A armada Khro Rym foi temporariamente rebatizada como a Guarda Pessoal de Thrummaz de Tyrun, rei dos anões. Isto porque agora seus quarenta e cinco guiavam Thrummaz e seu segundo filho, Elger. 

 Agora, esta competente comitiva via-se barrada por cinco cavaleiros de Devilon. 

- Sou o Magistrado Romaz Kype. - Informa ele. - Informe sua identidade e intenção.

Thrummaz adianta-se ao humano jovem e de aspecto ansioso, adornado como um Magistrado - membro de uma das antigas ordens de Yius, Deus da Justiça, que uma autoridade local teria nomeado como julgador e mesmo delegado.

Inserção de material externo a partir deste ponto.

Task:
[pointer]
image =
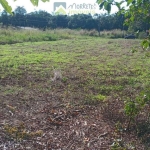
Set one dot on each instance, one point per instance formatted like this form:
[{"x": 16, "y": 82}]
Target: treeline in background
[{"x": 42, "y": 19}]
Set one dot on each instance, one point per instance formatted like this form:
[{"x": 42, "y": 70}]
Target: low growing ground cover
[{"x": 69, "y": 94}]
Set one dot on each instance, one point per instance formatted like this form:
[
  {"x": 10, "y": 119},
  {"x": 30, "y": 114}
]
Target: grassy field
[{"x": 69, "y": 93}]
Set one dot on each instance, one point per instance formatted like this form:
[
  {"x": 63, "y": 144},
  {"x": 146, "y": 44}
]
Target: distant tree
[
  {"x": 8, "y": 8},
  {"x": 20, "y": 10}
]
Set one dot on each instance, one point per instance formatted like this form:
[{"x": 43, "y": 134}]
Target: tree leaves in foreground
[
  {"x": 8, "y": 8},
  {"x": 135, "y": 10}
]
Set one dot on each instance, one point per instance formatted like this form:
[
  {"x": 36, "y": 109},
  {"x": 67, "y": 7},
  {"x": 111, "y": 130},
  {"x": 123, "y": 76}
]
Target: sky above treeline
[{"x": 84, "y": 5}]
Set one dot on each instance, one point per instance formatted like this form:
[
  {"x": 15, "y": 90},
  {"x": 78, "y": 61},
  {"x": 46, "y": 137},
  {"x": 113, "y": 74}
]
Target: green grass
[
  {"x": 101, "y": 67},
  {"x": 94, "y": 72}
]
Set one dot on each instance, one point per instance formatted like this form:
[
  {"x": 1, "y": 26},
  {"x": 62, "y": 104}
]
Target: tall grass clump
[{"x": 12, "y": 36}]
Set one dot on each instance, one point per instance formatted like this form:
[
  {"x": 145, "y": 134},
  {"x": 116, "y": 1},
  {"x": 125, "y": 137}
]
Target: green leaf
[
  {"x": 6, "y": 6},
  {"x": 107, "y": 6},
  {"x": 101, "y": 5},
  {"x": 35, "y": 2},
  {"x": 100, "y": 1}
]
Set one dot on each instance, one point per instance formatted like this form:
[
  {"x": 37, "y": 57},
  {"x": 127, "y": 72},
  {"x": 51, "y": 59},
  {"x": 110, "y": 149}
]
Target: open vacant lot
[{"x": 69, "y": 94}]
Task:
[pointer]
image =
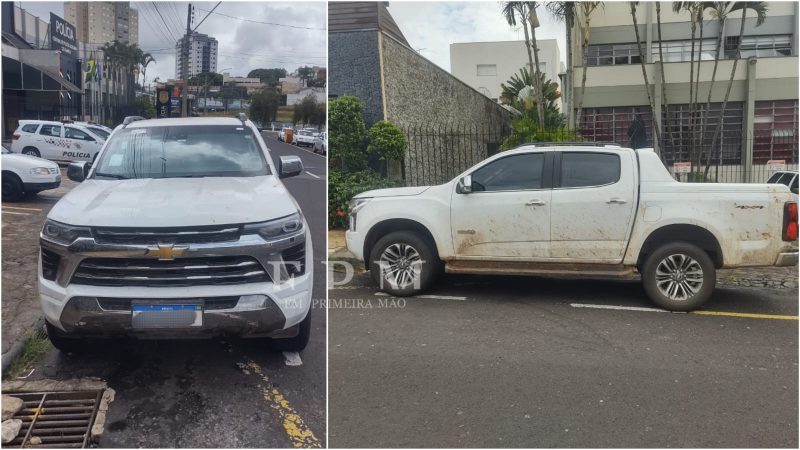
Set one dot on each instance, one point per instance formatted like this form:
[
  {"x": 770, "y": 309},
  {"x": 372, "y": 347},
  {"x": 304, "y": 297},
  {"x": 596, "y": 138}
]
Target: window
[
  {"x": 583, "y": 169},
  {"x": 50, "y": 130},
  {"x": 485, "y": 70},
  {"x": 72, "y": 133},
  {"x": 512, "y": 173}
]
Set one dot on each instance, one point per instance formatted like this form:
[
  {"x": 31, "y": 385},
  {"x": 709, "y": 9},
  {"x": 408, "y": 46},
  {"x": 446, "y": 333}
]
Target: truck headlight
[
  {"x": 274, "y": 229},
  {"x": 63, "y": 233},
  {"x": 355, "y": 205},
  {"x": 40, "y": 171}
]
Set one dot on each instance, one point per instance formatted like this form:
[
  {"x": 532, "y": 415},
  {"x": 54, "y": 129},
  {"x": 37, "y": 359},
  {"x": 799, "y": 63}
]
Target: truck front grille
[
  {"x": 180, "y": 272},
  {"x": 194, "y": 235}
]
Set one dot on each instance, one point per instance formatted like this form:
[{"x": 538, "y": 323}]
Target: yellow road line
[
  {"x": 747, "y": 315},
  {"x": 23, "y": 209},
  {"x": 300, "y": 434}
]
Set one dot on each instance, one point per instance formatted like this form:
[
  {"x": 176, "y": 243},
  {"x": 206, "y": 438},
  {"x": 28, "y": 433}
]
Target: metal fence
[{"x": 437, "y": 154}]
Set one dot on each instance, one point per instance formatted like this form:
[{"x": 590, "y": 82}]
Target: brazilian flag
[{"x": 91, "y": 68}]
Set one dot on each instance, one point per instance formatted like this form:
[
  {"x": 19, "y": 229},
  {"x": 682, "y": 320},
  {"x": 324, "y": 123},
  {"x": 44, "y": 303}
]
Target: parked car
[
  {"x": 283, "y": 132},
  {"x": 56, "y": 141},
  {"x": 25, "y": 174},
  {"x": 786, "y": 178},
  {"x": 321, "y": 143},
  {"x": 182, "y": 228},
  {"x": 303, "y": 138},
  {"x": 589, "y": 210}
]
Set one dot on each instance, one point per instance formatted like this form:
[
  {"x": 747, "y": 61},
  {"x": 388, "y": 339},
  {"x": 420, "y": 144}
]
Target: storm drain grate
[{"x": 55, "y": 419}]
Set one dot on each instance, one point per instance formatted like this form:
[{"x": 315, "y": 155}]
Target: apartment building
[
  {"x": 202, "y": 55},
  {"x": 100, "y": 22},
  {"x": 486, "y": 65},
  {"x": 761, "y": 118}
]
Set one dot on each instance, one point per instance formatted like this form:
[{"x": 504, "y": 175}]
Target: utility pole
[{"x": 185, "y": 63}]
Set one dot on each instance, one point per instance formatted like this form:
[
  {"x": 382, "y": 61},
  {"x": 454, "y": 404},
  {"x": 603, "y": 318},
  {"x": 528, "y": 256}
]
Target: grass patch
[{"x": 34, "y": 348}]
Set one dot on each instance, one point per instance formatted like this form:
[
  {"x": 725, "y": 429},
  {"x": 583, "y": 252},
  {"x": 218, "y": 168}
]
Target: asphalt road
[
  {"x": 217, "y": 393},
  {"x": 534, "y": 362}
]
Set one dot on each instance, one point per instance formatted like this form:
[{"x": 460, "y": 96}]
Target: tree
[
  {"x": 566, "y": 12},
  {"x": 586, "y": 9},
  {"x": 268, "y": 76},
  {"x": 526, "y": 12},
  {"x": 386, "y": 141},
  {"x": 264, "y": 105},
  {"x": 346, "y": 133},
  {"x": 647, "y": 85}
]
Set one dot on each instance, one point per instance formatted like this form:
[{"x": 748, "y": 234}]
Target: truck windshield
[{"x": 182, "y": 152}]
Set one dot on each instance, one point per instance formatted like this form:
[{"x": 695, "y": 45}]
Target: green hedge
[{"x": 343, "y": 186}]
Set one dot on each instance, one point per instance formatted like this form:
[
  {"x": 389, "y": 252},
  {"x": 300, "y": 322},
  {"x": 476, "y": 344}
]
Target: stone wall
[
  {"x": 450, "y": 126},
  {"x": 354, "y": 69}
]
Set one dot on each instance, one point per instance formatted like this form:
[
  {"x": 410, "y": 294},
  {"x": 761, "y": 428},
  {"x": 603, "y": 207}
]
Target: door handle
[{"x": 535, "y": 203}]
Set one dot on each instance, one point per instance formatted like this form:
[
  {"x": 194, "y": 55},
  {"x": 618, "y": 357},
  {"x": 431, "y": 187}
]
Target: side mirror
[
  {"x": 290, "y": 166},
  {"x": 464, "y": 185},
  {"x": 78, "y": 171}
]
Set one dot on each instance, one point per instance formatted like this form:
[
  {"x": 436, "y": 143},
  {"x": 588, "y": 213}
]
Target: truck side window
[
  {"x": 512, "y": 173},
  {"x": 579, "y": 169}
]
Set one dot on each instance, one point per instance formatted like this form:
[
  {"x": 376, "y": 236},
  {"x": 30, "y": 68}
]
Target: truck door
[
  {"x": 507, "y": 214},
  {"x": 594, "y": 196}
]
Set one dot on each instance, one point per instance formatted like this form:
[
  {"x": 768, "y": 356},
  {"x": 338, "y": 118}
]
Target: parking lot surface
[
  {"x": 205, "y": 393},
  {"x": 536, "y": 362}
]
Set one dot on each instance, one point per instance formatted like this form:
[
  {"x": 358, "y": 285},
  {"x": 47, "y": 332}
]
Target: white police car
[{"x": 56, "y": 141}]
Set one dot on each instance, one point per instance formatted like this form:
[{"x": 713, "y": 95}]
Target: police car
[{"x": 56, "y": 141}]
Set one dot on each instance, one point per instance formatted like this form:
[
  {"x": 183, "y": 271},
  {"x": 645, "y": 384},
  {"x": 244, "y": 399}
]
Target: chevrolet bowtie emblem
[{"x": 166, "y": 252}]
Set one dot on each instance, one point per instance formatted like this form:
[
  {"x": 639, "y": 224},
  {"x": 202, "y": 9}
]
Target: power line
[{"x": 263, "y": 23}]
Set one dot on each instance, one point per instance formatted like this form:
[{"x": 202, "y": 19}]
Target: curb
[{"x": 16, "y": 348}]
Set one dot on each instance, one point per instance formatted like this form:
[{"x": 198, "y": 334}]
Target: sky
[
  {"x": 430, "y": 27},
  {"x": 243, "y": 46}
]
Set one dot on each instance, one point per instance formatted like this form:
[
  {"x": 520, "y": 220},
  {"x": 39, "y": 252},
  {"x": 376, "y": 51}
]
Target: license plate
[{"x": 159, "y": 315}]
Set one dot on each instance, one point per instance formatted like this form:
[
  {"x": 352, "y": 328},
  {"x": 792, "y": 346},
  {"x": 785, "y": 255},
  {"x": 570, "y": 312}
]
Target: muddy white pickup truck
[{"x": 578, "y": 209}]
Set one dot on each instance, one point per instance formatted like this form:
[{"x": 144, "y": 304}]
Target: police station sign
[{"x": 63, "y": 36}]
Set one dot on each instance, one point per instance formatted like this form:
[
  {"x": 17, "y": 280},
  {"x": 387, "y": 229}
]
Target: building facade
[
  {"x": 202, "y": 55},
  {"x": 102, "y": 22},
  {"x": 760, "y": 120},
  {"x": 371, "y": 59},
  {"x": 485, "y": 65}
]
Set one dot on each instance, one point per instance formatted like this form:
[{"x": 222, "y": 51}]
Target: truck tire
[
  {"x": 12, "y": 187},
  {"x": 414, "y": 262},
  {"x": 59, "y": 341},
  {"x": 32, "y": 151},
  {"x": 679, "y": 276}
]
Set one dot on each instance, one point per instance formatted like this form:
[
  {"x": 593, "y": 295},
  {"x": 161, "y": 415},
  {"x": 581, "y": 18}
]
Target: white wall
[{"x": 508, "y": 57}]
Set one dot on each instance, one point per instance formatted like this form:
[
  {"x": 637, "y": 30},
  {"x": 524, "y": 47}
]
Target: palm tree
[
  {"x": 566, "y": 12},
  {"x": 586, "y": 10},
  {"x": 144, "y": 60},
  {"x": 650, "y": 99},
  {"x": 527, "y": 15},
  {"x": 760, "y": 8}
]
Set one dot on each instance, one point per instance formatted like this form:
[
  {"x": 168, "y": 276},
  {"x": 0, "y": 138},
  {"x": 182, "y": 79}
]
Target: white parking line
[
  {"x": 292, "y": 359},
  {"x": 625, "y": 308},
  {"x": 435, "y": 297}
]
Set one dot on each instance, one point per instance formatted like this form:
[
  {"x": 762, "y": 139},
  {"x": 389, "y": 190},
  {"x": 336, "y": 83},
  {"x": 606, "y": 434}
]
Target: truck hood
[
  {"x": 394, "y": 192},
  {"x": 174, "y": 202}
]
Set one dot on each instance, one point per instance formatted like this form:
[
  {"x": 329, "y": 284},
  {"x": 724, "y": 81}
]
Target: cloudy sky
[
  {"x": 430, "y": 27},
  {"x": 293, "y": 35}
]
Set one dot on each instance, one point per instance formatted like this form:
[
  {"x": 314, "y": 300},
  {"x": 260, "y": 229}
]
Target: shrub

Usava a flâmula de Devilon, uma cidade-estado de médio porte já além da Cordilheira do Ouro, consideravelmente próxima da Aliança vassalar de Lyon.

- Magistrado Kype sabe muito bem quem eu sou. - adianta o regente. 

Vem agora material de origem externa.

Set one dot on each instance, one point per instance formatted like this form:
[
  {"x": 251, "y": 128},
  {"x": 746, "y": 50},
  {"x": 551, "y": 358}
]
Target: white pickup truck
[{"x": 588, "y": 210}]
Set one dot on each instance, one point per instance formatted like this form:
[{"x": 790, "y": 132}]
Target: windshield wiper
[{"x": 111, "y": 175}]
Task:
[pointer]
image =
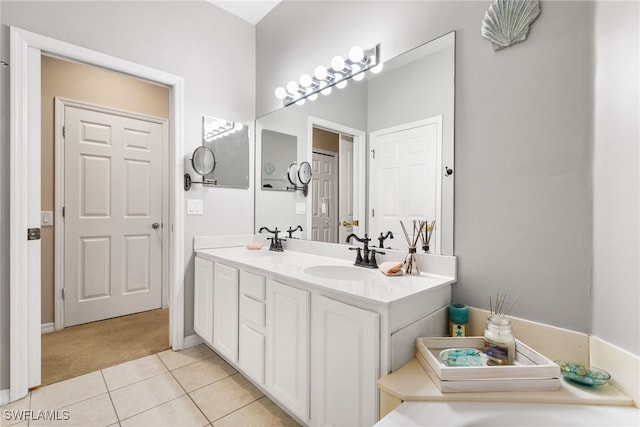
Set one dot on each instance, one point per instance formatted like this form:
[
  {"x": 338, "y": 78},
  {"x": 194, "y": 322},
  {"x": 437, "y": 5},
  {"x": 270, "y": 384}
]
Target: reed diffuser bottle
[{"x": 499, "y": 342}]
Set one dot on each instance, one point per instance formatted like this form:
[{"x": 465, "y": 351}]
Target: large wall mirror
[
  {"x": 381, "y": 151},
  {"x": 279, "y": 151}
]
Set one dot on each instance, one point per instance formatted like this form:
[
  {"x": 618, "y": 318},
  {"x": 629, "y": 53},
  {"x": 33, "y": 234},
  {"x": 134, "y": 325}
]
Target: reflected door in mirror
[
  {"x": 324, "y": 222},
  {"x": 405, "y": 178}
]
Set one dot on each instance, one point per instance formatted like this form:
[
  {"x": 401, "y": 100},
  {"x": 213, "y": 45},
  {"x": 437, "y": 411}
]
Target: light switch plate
[
  {"x": 194, "y": 207},
  {"x": 46, "y": 219}
]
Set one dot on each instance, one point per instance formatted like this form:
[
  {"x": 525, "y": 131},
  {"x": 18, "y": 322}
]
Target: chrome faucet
[
  {"x": 292, "y": 230},
  {"x": 382, "y": 238},
  {"x": 276, "y": 242},
  {"x": 365, "y": 257}
]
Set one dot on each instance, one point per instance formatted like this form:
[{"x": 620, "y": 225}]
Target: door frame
[
  {"x": 60, "y": 168},
  {"x": 359, "y": 167},
  {"x": 26, "y": 48}
]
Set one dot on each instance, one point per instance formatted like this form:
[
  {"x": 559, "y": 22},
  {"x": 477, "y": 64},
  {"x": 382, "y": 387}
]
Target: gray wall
[
  {"x": 523, "y": 140},
  {"x": 616, "y": 178},
  {"x": 212, "y": 50}
]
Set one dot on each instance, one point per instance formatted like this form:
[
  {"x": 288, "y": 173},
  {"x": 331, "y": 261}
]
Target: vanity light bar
[
  {"x": 323, "y": 79},
  {"x": 219, "y": 128}
]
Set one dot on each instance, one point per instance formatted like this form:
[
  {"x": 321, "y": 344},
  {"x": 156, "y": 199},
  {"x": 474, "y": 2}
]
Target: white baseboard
[
  {"x": 4, "y": 396},
  {"x": 192, "y": 341}
]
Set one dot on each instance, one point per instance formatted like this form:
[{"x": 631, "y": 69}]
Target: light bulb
[
  {"x": 357, "y": 76},
  {"x": 320, "y": 73},
  {"x": 292, "y": 87},
  {"x": 281, "y": 93},
  {"x": 305, "y": 80},
  {"x": 376, "y": 69},
  {"x": 356, "y": 54},
  {"x": 337, "y": 63}
]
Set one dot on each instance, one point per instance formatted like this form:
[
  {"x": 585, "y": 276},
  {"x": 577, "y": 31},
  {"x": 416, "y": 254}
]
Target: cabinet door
[
  {"x": 252, "y": 350},
  {"x": 287, "y": 376},
  {"x": 225, "y": 311},
  {"x": 203, "y": 299},
  {"x": 345, "y": 364}
]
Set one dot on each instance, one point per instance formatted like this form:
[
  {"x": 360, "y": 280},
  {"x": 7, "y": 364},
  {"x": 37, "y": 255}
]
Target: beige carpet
[{"x": 81, "y": 349}]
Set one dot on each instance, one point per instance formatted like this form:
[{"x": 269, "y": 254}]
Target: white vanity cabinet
[
  {"x": 314, "y": 345},
  {"x": 287, "y": 362},
  {"x": 253, "y": 324},
  {"x": 203, "y": 299},
  {"x": 225, "y": 311},
  {"x": 345, "y": 346}
]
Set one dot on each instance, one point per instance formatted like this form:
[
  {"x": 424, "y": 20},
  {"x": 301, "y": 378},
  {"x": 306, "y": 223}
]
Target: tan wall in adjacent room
[
  {"x": 93, "y": 85},
  {"x": 326, "y": 140}
]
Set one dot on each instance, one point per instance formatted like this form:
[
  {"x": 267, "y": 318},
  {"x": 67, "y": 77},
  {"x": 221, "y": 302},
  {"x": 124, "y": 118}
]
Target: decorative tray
[{"x": 531, "y": 371}]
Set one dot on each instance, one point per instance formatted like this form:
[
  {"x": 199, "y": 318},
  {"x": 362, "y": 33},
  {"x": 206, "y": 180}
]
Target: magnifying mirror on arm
[
  {"x": 300, "y": 174},
  {"x": 203, "y": 162}
]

- Quis manter formalidades, majestade. - A explicação parecia mais uma desculpa. Contudo, devotos do Deus da Justiça jamais mentem. 

- As formalidades indicariam que eu fosse recebido no palácio de seu regente, o Coronel Dyomaz, regente de Devilon. Ou ao menos que víssemos seus muros.

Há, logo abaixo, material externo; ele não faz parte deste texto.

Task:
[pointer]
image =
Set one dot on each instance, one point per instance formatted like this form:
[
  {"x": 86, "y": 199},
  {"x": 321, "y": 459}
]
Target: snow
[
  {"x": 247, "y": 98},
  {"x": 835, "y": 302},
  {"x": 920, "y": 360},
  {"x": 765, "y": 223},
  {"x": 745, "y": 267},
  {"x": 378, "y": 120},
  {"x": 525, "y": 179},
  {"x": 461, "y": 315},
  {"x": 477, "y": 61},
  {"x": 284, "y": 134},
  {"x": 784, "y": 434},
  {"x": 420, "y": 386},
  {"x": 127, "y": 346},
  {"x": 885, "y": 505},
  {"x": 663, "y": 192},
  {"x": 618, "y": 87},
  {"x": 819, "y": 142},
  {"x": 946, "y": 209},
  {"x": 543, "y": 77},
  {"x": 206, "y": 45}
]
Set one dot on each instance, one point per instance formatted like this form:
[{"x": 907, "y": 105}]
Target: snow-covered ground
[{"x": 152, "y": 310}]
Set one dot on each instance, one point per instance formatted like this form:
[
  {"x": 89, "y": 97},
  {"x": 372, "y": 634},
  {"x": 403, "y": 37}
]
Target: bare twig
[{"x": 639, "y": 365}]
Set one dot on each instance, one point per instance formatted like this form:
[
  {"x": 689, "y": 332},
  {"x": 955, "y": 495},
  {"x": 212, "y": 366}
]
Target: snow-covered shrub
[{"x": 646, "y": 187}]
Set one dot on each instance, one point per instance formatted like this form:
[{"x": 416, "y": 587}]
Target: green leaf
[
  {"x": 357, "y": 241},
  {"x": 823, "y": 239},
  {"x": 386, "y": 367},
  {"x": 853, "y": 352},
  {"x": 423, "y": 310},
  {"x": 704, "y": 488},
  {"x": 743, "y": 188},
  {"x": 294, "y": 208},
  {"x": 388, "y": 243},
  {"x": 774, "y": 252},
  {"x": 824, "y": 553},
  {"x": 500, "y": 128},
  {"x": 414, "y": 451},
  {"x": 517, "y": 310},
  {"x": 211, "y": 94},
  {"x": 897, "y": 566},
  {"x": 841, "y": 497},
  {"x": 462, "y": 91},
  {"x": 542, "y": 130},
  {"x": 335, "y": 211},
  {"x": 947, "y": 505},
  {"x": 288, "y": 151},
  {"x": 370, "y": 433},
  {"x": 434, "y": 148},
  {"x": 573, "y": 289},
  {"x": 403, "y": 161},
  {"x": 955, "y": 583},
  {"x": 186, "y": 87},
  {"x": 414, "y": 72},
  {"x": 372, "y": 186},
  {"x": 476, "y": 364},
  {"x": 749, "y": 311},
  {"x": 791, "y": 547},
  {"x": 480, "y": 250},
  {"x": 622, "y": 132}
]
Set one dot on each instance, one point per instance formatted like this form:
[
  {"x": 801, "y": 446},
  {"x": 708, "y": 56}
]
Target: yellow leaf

- O senhor não deve ir ao Palácio, majestade. - fala enfim o Magistrado, recolhendo a voz. - Eu posso ... escoltar seus homens ao Norte, onde temos um pomar abundante e providenciarei o que precisarem para uma boa estada.

 O capitão Volthrur não consegue esconder um sorriso zombeteiro. Khro Rym era uma força militar bastante para tomar a cidade, e a resistência que encontrou até aquele momento eram cinco humanos a cavalo. Mas mantém o silêncio. Deixou seu rei cuidar das conversas.

- Devo deduzir que alguém está no Palácio... - pondera Thrummaz. - Alguém a quem não seria conveniente nos ver.

Kype não tinha mais rodeios para a informação.

- Esta manhã recebemos uma comitiva do Império Áureo. - Fala enfim. - E não há dúvidas que seu intento é a ... Posse.

- As fronteiras do Império estão muito longe daqui! - Príncipe Elger intervém. - Tem as florestas dos centauros e as pradarias dos minotauros entre eles, e Icátia fecha o contorno no Norte. 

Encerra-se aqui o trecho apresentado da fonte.